Cover Crops or Companion Cropping?
Article Written by: Dennis Schwartzkopf & Greg Winter
The use of cover crops in a crop rotation is a well-known practice to build soil health and put nutrients back into the ground. But have you ever thought about planting a cover crop with your cash crop? This practice is called companion cropping. Before we jump into the benefits about companion cropping, let’s review what cover crops are and the benefits they provide.
Cover Crops are plants or a mixture of plants that are grown during a fallow period between cash crops. These cover crops are usually either grazed or left for decomposition. This becomes a vital part of the regenerative agricultural system by providing a unique delivery system for many ecosystems. Cover crops are known to improve soil in a number of ways including protecting against soil loss from erosion as well as providing organic matter, which encourages beneficial soil microbial life. For every 1% of organic matter increased in the top foot of soil, you will have an additional 20,000 gallons of water holding capacity per acre. They also:
- Catch nutrients before they leach out of the soil profile
- Roots that unlock nutrients, converting them into more available forms
- Provide habitat or food source for important soil organisms
- Break up compacted soil layers
- Increase the soil’s ability to absorb and hold water through improvement in pore structure
Companion Crops are a cover crop grown with a cash crop at a lower seeding rate. The companion crop consists of a diverse mixture of plant species to feed the cash crop as well as provide a habitat for a beneficial insect population. This is a new technique but has grown tremendously in the past five years. We have especially seen an increase in seeding a companion crop during the corn V4-V7 state with a seeding rate of 10-14 pounds per acre. Seventy five percent of the fields where this has been done have shown a yield increase.
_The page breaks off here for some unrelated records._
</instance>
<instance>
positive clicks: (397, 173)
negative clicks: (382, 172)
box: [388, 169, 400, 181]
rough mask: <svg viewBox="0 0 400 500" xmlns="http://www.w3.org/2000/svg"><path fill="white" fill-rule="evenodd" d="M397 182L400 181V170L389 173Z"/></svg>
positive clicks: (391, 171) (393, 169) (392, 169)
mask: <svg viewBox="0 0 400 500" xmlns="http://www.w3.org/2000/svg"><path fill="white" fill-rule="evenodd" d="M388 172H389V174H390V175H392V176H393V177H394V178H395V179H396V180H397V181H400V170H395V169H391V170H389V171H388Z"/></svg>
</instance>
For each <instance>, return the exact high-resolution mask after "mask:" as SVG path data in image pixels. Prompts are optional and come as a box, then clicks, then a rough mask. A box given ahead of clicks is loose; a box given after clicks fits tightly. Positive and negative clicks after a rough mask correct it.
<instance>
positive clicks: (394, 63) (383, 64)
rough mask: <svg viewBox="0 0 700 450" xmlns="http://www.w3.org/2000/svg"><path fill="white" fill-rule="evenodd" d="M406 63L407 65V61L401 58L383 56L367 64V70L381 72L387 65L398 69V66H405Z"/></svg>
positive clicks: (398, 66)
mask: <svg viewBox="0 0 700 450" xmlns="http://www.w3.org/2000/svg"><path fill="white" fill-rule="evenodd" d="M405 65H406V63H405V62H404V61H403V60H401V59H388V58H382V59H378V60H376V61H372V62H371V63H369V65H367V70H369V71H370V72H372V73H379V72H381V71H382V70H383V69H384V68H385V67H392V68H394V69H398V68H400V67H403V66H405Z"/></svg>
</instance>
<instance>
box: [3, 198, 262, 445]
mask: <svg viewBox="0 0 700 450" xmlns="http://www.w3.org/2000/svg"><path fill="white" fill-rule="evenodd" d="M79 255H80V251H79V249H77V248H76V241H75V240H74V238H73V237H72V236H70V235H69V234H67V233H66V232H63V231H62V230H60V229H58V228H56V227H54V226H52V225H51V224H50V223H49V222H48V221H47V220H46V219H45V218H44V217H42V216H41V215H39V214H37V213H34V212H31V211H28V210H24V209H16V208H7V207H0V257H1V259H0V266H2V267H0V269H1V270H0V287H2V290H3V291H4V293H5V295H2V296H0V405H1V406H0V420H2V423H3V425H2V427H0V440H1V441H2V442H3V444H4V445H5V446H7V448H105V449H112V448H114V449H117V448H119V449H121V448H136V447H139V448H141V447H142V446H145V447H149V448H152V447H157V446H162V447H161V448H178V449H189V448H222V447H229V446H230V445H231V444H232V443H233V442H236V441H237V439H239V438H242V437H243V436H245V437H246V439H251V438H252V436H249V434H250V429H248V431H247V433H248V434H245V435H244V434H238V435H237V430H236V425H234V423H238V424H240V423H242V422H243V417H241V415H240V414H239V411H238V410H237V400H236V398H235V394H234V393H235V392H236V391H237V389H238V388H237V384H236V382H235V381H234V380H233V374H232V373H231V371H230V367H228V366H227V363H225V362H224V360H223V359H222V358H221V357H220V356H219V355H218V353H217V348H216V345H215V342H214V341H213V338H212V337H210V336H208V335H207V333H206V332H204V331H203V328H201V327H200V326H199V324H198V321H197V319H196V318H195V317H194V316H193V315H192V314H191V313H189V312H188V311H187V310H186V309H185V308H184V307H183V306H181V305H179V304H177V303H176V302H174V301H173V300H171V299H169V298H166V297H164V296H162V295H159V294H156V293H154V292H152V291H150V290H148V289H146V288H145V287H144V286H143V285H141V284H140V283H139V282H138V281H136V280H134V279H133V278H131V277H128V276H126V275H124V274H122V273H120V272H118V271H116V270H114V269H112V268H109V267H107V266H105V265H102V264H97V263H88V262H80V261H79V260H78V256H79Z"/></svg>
In addition to the above benefits of cover crops, when you use cover crops as a companion crop in your field, you will also see these benefits:
- Suppressed weeds, the cover crop acts as a smother crop, outcompeting weeds for water and nutrients
- Growing leaf canopy that creates its own micro-environment to:
- Blocks light, altering the frequency of light waves which lowers the soil surface and air temperature by ten degrees or more.
- Lower the evaporation rate
- Beneficial microbial life that discourages disease by creating an inhospitable soil environment for many soil borne diseases
- Beneficial insect predators and parasitoids that can reduce insect damage below economic thresholds and produce compounds that reduce nematode pest populations
We encourage you to experiment with companion cropping on a small scale this year! Be sure to check with your crop insurance agent to make sure you maintain compliance before doing so.